A story of jazz, friendship and teenage far-right radicalisation, It'll Be Alt-Right on the Night is undoubtedly a risky piece of work - or rather, a piece of work playing at a risky time in British politics. Not only is it tackling the issues of the moment, but it also attempts to take a boldly personal angle on the rise of polarisation, fascism and disillusionment: through a pair of childhood best friends who start out in the same corner of Sheffield, yet follow wildly different political trajectories.
What is refreshing about It'll Be Alt-Right on the Night was that it carves itself a clear niche. It’s clear that it’s not trying to explain, unpick and attack every corner of the contemporary moment - at its core, it’s a play about a tight friendship being pulled apart by current affairs. It feels personal and emotional and, crucially, relatable; director Jonny Kelly and writer-performer Matthew Greenhough absolutely nail the feeling of being a twenty-something-year-old outgrowing old friendships. Equally, It'll Be Alt-Right on the Night isn’t afraid of holding the forces-that-be to account. It doesn’t shy away from exploring the intricacies of online radicalisation, the punk movement and working-class male subjectivities - often all at once.

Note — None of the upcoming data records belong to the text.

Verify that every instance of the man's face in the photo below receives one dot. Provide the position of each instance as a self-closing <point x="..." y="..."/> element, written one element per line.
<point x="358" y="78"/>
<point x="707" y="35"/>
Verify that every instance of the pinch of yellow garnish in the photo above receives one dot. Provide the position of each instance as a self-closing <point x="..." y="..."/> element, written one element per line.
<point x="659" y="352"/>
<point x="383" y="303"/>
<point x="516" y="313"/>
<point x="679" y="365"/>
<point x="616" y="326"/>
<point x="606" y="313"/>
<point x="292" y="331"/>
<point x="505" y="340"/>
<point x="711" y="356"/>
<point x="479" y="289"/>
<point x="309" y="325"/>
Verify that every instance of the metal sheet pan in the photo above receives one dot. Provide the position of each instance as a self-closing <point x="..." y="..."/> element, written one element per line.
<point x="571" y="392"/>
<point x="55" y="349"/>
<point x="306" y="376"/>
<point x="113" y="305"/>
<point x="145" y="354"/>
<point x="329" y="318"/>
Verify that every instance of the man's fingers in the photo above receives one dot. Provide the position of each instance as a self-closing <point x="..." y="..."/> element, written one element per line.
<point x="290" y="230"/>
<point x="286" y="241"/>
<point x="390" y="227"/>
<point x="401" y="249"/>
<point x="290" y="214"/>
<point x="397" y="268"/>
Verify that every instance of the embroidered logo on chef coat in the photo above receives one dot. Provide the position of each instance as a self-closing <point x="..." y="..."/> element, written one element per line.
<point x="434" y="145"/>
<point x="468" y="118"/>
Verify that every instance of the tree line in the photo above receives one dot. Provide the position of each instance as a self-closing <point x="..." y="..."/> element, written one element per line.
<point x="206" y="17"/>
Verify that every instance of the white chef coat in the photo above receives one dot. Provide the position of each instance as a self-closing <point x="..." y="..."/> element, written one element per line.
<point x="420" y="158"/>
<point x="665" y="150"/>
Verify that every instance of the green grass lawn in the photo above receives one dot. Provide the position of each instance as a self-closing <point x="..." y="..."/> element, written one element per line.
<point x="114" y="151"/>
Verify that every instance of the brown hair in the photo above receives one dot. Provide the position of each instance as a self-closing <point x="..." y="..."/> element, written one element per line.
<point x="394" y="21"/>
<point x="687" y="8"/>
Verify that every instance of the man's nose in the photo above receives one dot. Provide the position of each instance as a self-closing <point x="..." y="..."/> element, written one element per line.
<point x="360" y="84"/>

It'll Be Alt-Right on the Night is also surprisingly funny. Though the intermittent Jack-the-lad humour felt slightly incongruous, it also had numerous laugh-out-loud moments, cleanly offsetting its potentially over-earnest message. By the same token, given that where It'll Be Alt-Right on the Night excels is in its writing, such the elements added on top felt slightly throwaway. Though the incorporation of the live trumpet playing makes sense for a show which is so much about music, and provides a dramaturgical placeholder for Stevo, at times it felt almost comically awkward. Equally, the record metaphor could have been pushed further, beyond simply bookending scenes. That said, Greenhough’s palpable energy goes a long way to rectifying lingering scenographic issues.
Overall, It'll Be Alt-Right on the Night is a touching, intelligent and witty exploration of a particular sense of injustice from otherwise privileged working-class men. It tackles difficult and divisive issues from a clean and nuanced angle, and it does so with charm and warmth: it is definitely one to watch.